Mathematical Modeling of Ocular Mechanics, Circulation and Oxygenation and their Relation to Glaucoma

眼力学、循环和氧合的数学模型及其与青光眼的关系

• 批准号: 1224195
• 负责人: Giovanna Guidoboni
• 金额: $ 25万
• 依托单位: Indiana University
• 依托单位国家: 美国
• 项目类别: Continuing Grant
• 财政年份: 2012
• 资助国家: 美国
• 起止时间: 2012-09-01 至 2016-08-31
• 项目状态: 已结题
• 来源: https://www.nsf.gov/awardsearch/showAward?AWD_ID=1224195&HistoricalAwards=false
• 关键词: Mathematical; Modeling; Ocular; Mechanics; Circulation

Glaucoma is a disease in which the optic nerve is damaged, leading to progressive, irreversible loss of vision. Glaucoma is the second leading cause of blindness worldwide and yet its pathogenesis and treatment are not fully understood. Glaucoma is primarily associated with elevated intraocular pressure and is treated with interventions that lower this pressure. Paradoxically, it has been observed that many people develop glaucoma despite relatively low intraocular pressure and that many people never develop glaucoma despite elevated intraocular pressure. A link between impaired ocular circulation and glaucoma has been identified and helps to explain this paradox. It is unclear, however, if alterations in blood flow are a cause or effect of the retinal cell death associated with glaucoma. Therefore, the objective of this study is to use a mathematical model of ocular blood flow regulation and tissue perfusion and oxygenation to determine whether hemodynamic alterations are primary or secondary to glaucomatous damage. Specifically, the effects of impaired vascular regulation mechanisms and elevated intraocular pressure on blood flow will be compared using model simulations. These effects will be related to model predictions of tissue oxygenation in order to understand whether impaired ocular circulation causes cell death or if cell death is the cause of impaired circulation.The results of this study will aid the interpretation of clinical measurements of eye structure and blood flow and provide insight for new treatment strategies for glaucoma. The non-standard techniques required to obtain model solutions are active areas of research in mathematics, and thus this project will provide significant contributions to both medical and mathematical fields. Moreover, conducting studies in the eye is of particular importance because it is the only environment in the human body where blood flow and systemic vascular features can be observed and measured easily and non-invasively down to a very small level (capillary vessels). These measurements identify risk indicators not only of glaucoma but also of many systemic diseases currently diminishing the quality of human life, including diabetes, hypertension and atherosclerosis. By combining theoretical interpretations and descriptions of underlying principles of human physiology with experimental and clinical measurements, this study has a unique potential to impact the knowledge and treatment of multiple diseases.
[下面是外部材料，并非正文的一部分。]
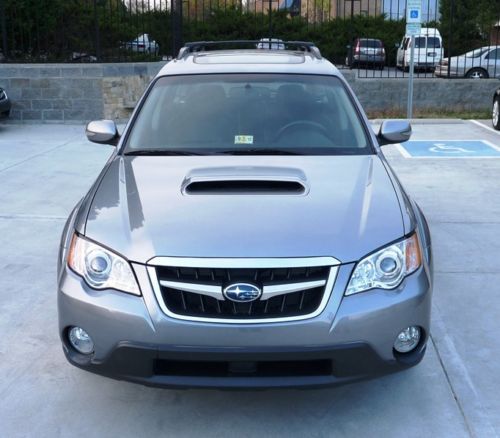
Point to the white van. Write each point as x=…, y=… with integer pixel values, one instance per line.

青光眼是一种疾病，其中视神经受损，导致渐进的，不可逆转的视力丧失。青光眼是全球失明的第二大主要原因，但其发病机理和治疗尚未完全了解。 青光眼主要与眼内压升高有关，并通过降低该压力的干预措施进行处理。 矛盾的是，尽管眼内压相对较低，但许多人尽管眼内压升高，但许多人从未发展出青光眼，但许多人都会发展出青光眼。 已经发现了眼循环和青光眼受损之间的联系，并有助于解释这种悖论。 但是，尚不清楚血流的改变是与青光眼有关的视网膜细胞死亡的原因或作用。 因此，这项研究的目的是使用眼血流调节和组织灌注和氧合的数学模型来确定血液动力学改变是主要还是继发于青光眼损伤。具体而言，使用模型模拟将比较血管调节机制受损的影响对血流的影响。 这些作用将与组织氧合的模型预测有关，以了解眼部循环受损是否会导致细胞死亡或细胞死亡是循环中循环受损的原因。这项研究的结果将有助于解释眼睛结构和血液流动的临床测量，并为新治疗策略提供新的治疗策略。 获得模型解决方案所需的非标准技术是数学研究的活跃领域，因此该项目将为医学和数学领域提供重要贡献。 此外，在眼睛中进行研究特别重要，因为它是人体中唯一可以观察到血流和全身血管特征的环境，并且可以轻松而无创地至非常小的水平（毛细管血管）。 这些测量值不仅确定了青光眼的风险指标，而且还确定了许多全身性疾病目前降低人类生活质量的风险指标，包括糖尿病，高血压和动脉粥样硬化。 通过将人类生理学基本原理的理论解释和描述与实验和临床测量相结合，本研究具有影响多种疾病知识和治疗的独特潜力。